Her long, perfect hair cloaked her face like a halo of shifting light. Strong features that were somehow handsome, sensuous, sexy, and innocent, all at once, could shift from warm invitation to stern disapproval with the intensity of the sun moving in and out from behind clouds. Her bright blue eyes (possibly because they were stoned most of the time) seemed to look straight through you, fearlessly read your every hidden insecurity, and somehow cherish it while you were still ashamed to feel so exposed. She had a deep rich laugh which seemed to emerge at erratic times (possibly because she was stoned most of the time), hinting at a level of perception beyond the literal, and a touchy-feely way with her hands that left hairs to stand on end. Supple curves, long legs, creamy breasts, and toned muscles, all of this seemed like a delicious afterthought, since most would-be suitors who got that far were already so in love that a physical relationship seemed almost sacrilegious.
They had met her at a somebody’s party at somebody else’s house, where she seemed completely unaware of the flock of adoring men, caught up in the wake of her ethereal beauty. They took turns appealing to her generous attention, never overstepping lest they invoke the stern face, like the disapproving look of a mother to her child.

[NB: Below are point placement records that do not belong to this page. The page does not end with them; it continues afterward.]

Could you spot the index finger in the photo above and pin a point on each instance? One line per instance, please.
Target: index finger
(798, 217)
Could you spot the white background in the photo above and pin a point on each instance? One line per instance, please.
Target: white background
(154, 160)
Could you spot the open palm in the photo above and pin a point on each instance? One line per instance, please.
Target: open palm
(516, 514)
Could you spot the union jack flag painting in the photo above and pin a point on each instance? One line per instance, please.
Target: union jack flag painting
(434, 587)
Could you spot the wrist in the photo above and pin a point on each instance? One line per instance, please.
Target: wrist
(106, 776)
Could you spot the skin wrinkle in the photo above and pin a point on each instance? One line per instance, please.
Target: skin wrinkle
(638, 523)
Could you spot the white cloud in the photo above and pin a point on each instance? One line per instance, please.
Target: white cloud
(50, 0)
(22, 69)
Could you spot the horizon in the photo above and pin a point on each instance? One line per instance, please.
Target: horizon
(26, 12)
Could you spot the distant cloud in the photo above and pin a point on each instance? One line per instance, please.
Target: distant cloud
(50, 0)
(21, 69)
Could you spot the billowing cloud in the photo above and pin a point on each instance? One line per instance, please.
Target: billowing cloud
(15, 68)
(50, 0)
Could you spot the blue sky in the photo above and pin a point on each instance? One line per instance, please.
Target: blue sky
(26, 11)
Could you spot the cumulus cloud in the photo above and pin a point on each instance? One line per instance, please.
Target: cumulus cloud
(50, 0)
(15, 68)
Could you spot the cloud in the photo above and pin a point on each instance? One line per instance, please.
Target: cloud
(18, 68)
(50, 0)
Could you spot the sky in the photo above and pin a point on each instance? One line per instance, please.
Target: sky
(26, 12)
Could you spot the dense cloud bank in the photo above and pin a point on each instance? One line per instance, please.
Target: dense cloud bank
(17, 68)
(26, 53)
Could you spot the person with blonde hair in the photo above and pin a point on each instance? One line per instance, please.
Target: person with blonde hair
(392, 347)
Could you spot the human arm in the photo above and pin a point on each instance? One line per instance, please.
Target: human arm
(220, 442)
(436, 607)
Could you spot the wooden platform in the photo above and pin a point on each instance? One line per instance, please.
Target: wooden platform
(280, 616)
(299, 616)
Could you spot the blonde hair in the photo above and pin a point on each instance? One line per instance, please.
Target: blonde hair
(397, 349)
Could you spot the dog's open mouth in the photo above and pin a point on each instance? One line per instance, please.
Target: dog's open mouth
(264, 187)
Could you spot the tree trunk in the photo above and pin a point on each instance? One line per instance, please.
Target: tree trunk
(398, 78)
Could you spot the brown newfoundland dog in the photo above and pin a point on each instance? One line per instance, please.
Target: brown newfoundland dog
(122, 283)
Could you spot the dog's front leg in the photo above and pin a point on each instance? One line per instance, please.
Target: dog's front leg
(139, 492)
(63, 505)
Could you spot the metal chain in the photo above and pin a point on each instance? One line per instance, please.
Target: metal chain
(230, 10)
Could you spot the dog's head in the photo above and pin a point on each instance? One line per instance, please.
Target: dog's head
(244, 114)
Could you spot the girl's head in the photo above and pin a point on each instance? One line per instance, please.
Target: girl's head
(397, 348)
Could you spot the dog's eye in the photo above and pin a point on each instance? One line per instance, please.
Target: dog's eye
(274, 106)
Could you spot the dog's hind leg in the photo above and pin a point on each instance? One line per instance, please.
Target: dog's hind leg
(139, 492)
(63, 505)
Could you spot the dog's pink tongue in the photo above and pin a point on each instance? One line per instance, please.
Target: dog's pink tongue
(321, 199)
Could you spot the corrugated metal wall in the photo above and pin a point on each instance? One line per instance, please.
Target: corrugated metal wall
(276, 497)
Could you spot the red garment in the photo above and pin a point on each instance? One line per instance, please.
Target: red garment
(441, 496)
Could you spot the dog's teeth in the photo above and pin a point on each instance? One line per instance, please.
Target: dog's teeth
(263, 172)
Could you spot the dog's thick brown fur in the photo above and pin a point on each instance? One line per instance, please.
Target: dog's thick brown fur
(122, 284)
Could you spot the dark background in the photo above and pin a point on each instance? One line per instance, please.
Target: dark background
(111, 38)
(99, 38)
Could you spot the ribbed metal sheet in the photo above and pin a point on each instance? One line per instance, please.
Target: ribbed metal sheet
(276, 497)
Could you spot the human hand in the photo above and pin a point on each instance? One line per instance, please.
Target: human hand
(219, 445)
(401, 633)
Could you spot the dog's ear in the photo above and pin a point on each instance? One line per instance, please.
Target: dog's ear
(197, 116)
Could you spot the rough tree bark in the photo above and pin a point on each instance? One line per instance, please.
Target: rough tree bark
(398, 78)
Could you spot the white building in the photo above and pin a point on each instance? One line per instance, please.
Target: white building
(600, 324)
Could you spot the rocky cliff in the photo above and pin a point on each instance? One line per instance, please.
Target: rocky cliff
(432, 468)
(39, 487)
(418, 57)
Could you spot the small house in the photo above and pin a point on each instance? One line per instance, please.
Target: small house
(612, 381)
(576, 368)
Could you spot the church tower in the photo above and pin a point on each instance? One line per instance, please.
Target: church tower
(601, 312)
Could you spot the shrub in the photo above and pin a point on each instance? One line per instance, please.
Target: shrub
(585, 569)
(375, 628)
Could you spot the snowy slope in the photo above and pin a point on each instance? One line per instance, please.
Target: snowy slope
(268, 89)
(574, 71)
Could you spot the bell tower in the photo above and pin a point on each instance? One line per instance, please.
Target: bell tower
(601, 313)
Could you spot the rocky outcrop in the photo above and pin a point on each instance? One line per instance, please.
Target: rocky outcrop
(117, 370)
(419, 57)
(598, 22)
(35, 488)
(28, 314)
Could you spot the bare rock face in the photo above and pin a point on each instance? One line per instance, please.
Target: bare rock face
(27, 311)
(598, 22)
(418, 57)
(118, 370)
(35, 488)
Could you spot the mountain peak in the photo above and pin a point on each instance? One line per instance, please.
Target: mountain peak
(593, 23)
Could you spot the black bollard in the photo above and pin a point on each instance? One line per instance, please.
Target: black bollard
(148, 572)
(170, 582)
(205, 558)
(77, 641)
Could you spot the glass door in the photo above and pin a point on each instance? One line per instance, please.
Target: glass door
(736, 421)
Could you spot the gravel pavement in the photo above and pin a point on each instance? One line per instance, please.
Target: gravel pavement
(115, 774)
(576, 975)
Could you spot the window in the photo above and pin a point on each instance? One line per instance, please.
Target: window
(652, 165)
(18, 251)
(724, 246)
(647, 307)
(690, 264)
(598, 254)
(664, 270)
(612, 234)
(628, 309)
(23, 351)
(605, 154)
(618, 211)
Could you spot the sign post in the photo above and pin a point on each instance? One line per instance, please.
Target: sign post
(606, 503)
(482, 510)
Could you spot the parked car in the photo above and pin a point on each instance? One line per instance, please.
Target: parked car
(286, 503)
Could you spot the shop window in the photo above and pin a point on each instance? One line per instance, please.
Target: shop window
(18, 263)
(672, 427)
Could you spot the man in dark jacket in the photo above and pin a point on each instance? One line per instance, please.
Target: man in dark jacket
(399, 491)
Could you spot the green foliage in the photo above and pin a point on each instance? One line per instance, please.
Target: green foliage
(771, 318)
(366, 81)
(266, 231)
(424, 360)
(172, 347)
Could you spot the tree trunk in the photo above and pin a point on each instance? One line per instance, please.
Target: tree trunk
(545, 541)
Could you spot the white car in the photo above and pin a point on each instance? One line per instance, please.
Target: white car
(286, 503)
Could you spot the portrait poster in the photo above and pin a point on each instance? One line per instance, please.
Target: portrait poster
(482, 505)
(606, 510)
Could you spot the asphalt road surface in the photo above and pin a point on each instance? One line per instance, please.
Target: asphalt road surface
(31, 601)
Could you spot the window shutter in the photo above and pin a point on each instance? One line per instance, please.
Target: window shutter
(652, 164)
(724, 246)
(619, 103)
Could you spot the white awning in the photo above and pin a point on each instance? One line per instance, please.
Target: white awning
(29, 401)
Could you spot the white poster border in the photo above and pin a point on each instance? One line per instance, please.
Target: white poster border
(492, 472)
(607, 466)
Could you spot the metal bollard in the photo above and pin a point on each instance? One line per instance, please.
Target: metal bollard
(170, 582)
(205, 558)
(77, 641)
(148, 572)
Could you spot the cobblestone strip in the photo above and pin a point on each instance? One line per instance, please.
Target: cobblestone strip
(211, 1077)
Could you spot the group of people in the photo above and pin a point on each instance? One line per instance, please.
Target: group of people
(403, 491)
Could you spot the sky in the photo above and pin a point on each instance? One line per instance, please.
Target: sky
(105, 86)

The chemistry between her and Brian was immediate (though that was arguably true with almost every guy she met, and if it wasn’t, they would pretend that it was). Nevertheless, something special flared between the two of them, especially when he waxed on about his passion for weed. (“Passion for weed? I’m passionate about weed. It’s this magical plant, straight from the breast of Mother Nature, you know? Yes, I’d love to see your grow-op! It would be like visiting a temple to the Earth mother.”)
Brian had never really thought of it that way, but for twenty minutes, under the glaring heat of her stare, he did.